Father Peter (Colm Meaney) is a man of the cloth performing his nightly duties to close his church when Victor (Stephen Moyer) bursts through the door. Victor is gut-shot and gun-toting. He demands that Peter lock the doors and turn out the lights. Someone is coming to get him, and sacred ground won’t deter them. A criminal and a priest finding common ground isn’t exactly a new idea, but writer-director David Beton uses it well in Confession, which plays with tropes to tell a compelling small-scale story of two men with secrets known only to God.

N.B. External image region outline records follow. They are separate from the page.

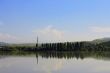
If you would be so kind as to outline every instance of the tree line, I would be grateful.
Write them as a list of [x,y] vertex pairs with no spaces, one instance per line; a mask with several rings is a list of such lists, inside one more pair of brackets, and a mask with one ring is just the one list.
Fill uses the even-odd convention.
[[110,51],[103,44],[91,42],[42,43],[35,46],[5,46],[0,51]]

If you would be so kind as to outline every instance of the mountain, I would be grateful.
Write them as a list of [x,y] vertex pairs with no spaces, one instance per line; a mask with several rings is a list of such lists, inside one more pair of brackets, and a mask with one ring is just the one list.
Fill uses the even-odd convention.
[[108,42],[108,41],[110,41],[110,38],[95,39],[95,40],[93,40],[92,42],[99,44],[99,43]]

It helps that Meaney and Moyer are well-committed to their roles, particularly as twists in the story start to reveal different aspects of their history that directly affect the present. Father Peter starts to tend to Victor’s physical wounds, and the two strike up a rapport that lets them start to talk openly about the scars they carry inside them. A third party stalks them from the shadows, of course, just to keep the action moving along. Allegiances change and choices are made and … it’s a very vague way to describe a plot, I know, but the film runs just over an hour and moves quickly. In this day and age, it almost feels like a bottle episode in a longer series of stories about either Father Peter or Victor, both characters who clearly have lived through a lot and perhaps have more to live through after this night ends.

With only two locations (both inside the church), Beton does a good job taking advantage of the space. He covers the traditionally comforting church features — stained glass, for instance, and pews — with a darkened, foreboding atmosphere. Churches usually imply some level of life, but this one represents a dead space. Victor seeks redemption, but so does Father Peter, and neither is really sure how to achieve it until the moment they find a path to it together. It isn’t until the end that Beton lets his house of worship fill with light.

Given the small cast, it’s natural that the film is dialogue-heavy. It could function, with some modification, as a short play. Audiences seeking violence and action might be disappointed; this is a performance-focused piece that does its best with what it has. Meaney and Moyer carry it, with the assist from cast members whose characters are best left unrevealed in a spoiler-free review. The twists are all coherent with the characters and what we learn about them. Maybe a two-man tale set in a darkened church over the course of one night doesn’t sound appealing in a world filled with large-scale action epics, but Beton’s writing and directing pull it off and make for a convincing and engaging little thriller.